Creative kids come from homes that value creative thinking and exploration.


Creative:  

        • Having the ability to create
        • Imaginative or inventive
        • Using imagination rather then imitating something else
        • The ability to generate ideas, images and/or solutions


Kids who exhibit creative thinking 
have other traits in common:


  • Curiosity - creative individuals are curious about almost everything... and they tend to ask a lot of questions and exhibit creative thinking. Sometimes a lot of really annoying questions.  

  • They tend to develop a wide variety of interests and can become quite obsessive.   They can be wonderful collectors. 

  • Good Problem Solvers - they look at the world through a different lens and can come up with very unique solutions to difficult problems.

  • Fearless - creative thinkers are often uninhibited, passionate, persistent and not afraid to be different. The untrained parent might label them stubborn, intense, obsessive.
 
  • They tend to generate or recognize new and unique possibilities and alternatives.  They have the ability to view things in new ways and perspectives.  

  • Creative thinking is also closely linked with flexible thinking, tolerance and unpredictability.



Studies have shown that environment is a more important influence in the development of a creative thinker than is heredity.  Creativity cannot be taught - it must be nurtured - and modeled.

Creativity is a messy process, cannot be rushed and is very personal.  There are no black and white rules for nurturing creativity - but there are some loose guidelines:
 
  • A child's creativety can be encouraged early by creative play at home.
 
  • Encourageing reading and reading aloud nurtures creative thinking.

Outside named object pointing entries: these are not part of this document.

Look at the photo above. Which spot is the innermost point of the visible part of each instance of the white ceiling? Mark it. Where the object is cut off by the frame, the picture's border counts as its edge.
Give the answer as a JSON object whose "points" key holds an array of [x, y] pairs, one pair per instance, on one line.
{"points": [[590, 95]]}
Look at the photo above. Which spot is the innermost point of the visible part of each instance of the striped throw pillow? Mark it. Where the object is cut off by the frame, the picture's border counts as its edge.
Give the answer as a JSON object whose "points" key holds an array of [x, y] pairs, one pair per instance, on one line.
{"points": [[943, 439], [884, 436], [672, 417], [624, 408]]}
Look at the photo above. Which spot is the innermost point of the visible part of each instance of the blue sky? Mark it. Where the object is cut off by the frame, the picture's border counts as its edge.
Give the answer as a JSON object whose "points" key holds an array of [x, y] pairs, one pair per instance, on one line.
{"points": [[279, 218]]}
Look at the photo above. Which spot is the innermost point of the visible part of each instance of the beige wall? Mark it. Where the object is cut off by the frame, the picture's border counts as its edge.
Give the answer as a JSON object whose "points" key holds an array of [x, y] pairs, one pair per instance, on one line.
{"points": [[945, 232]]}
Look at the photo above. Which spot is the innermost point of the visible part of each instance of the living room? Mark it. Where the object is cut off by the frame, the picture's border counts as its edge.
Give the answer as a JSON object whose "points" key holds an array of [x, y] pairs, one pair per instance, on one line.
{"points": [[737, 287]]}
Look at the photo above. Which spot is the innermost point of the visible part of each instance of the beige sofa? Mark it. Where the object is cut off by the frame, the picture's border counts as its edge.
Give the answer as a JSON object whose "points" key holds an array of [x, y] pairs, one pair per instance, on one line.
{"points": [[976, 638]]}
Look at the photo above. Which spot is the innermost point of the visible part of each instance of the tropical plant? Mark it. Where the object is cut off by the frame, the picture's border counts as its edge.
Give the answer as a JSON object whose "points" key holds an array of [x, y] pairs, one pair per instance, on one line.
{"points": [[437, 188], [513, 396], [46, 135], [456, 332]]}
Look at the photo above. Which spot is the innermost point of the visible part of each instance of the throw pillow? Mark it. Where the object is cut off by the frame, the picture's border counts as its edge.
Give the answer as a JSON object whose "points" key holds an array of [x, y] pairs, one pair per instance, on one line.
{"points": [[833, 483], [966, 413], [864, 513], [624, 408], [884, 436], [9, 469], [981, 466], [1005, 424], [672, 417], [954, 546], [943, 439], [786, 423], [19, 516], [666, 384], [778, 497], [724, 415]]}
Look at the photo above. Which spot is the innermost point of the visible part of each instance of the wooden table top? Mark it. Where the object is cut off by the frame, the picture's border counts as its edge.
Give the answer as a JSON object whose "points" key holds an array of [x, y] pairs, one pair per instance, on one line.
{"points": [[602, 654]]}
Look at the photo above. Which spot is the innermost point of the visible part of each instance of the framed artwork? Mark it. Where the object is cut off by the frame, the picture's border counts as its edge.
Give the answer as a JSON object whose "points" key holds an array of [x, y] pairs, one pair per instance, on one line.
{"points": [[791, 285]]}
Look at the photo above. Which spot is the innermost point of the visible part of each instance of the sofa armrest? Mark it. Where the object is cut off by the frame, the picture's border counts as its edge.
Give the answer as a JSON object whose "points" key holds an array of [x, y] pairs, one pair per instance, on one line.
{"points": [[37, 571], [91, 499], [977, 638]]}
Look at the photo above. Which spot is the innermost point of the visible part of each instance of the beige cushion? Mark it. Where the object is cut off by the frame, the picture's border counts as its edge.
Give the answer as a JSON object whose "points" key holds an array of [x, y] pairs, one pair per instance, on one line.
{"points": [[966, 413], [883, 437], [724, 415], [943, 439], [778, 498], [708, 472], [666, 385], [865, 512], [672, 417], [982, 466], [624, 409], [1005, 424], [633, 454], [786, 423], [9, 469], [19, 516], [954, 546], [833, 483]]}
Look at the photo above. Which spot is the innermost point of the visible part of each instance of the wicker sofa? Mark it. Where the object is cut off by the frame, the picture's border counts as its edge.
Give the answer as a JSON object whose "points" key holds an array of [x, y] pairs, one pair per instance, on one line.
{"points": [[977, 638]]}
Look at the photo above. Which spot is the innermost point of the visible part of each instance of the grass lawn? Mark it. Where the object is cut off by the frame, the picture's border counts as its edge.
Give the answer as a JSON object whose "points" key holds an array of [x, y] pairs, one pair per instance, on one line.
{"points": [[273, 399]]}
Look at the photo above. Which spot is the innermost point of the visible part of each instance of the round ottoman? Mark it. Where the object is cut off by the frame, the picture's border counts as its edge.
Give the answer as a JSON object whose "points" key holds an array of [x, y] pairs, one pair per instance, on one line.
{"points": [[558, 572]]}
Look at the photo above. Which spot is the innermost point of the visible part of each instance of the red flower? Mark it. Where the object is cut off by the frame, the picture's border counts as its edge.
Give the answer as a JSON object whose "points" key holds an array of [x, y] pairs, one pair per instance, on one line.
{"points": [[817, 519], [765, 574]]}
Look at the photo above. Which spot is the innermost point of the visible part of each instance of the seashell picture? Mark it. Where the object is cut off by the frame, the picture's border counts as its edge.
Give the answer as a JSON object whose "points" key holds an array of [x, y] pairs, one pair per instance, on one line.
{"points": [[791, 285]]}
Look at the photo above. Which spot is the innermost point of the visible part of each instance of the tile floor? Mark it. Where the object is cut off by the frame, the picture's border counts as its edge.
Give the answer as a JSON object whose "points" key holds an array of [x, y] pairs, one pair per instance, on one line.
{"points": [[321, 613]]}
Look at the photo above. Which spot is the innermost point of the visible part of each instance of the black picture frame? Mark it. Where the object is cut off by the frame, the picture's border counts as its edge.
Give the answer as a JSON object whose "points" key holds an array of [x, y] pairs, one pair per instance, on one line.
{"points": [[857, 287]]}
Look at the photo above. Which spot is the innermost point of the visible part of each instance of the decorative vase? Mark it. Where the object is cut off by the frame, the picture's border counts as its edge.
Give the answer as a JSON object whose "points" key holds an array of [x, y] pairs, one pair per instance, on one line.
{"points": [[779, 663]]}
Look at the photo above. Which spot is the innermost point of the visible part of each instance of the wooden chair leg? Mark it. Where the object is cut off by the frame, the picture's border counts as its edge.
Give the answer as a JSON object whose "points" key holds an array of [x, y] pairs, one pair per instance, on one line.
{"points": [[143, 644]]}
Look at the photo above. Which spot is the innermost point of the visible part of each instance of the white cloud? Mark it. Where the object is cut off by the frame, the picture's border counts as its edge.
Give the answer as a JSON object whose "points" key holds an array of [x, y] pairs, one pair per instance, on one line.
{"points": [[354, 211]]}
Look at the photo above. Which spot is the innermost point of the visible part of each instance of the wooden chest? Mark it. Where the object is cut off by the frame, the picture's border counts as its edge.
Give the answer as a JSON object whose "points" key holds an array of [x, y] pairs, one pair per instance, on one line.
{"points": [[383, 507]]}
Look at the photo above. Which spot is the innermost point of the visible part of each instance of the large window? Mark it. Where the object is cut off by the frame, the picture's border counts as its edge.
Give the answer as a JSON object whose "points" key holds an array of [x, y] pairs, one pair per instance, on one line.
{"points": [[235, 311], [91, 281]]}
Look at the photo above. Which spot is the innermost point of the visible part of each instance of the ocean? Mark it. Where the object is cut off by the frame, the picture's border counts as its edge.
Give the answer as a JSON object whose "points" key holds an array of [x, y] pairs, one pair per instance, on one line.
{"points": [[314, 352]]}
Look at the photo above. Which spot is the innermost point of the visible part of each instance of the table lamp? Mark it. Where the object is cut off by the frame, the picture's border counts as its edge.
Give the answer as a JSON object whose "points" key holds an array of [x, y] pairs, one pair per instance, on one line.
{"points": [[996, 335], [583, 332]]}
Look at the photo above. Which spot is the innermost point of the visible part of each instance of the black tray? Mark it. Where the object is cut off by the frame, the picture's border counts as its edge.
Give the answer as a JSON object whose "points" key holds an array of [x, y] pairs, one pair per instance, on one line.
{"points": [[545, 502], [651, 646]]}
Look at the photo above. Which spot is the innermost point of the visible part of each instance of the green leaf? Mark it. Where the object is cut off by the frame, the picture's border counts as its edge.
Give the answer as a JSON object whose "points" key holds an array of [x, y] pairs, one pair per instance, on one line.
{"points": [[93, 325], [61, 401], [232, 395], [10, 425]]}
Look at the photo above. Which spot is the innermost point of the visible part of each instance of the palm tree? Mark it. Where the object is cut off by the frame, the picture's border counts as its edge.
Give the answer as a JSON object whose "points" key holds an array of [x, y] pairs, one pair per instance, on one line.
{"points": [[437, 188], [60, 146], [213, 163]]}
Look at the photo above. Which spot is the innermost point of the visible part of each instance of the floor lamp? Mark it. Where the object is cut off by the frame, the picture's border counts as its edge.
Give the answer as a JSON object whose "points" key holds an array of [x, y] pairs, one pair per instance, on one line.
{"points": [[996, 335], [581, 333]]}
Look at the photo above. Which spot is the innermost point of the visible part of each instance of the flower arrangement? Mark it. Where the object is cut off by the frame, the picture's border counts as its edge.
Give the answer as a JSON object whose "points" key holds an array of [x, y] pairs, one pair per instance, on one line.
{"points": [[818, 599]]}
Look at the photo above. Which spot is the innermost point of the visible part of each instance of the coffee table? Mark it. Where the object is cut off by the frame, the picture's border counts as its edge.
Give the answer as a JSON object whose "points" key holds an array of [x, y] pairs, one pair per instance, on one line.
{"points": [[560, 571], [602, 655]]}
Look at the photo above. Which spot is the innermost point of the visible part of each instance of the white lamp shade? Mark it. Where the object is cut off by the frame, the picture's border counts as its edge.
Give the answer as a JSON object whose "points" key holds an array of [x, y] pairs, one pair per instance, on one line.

  • Creativity flourishes in a safe an supportive environment - absent of judgement .

  • Creative ideas are fragile and must be protected and encouraged.

  • Failure should not just be tolerated, but encouraged.  Success follows failure. 




On the flip side, there are many behaviors that concerned parents sometimes mistake for good parenting techniques which are, in reality Creative Roadblocks.  




No sane adult will argue that children should not be taught to adjust their behavior according to the situation they are in - to obey certain rules, and exhibit self-discipline and the ability to make good choices.  But life is a balancing act.  As a culture we say we value creativity then simultaneously discipline it out of our children.  Research has shown that creative individuals usually come from homes that value creative exploration and limit the rules to a sacred few.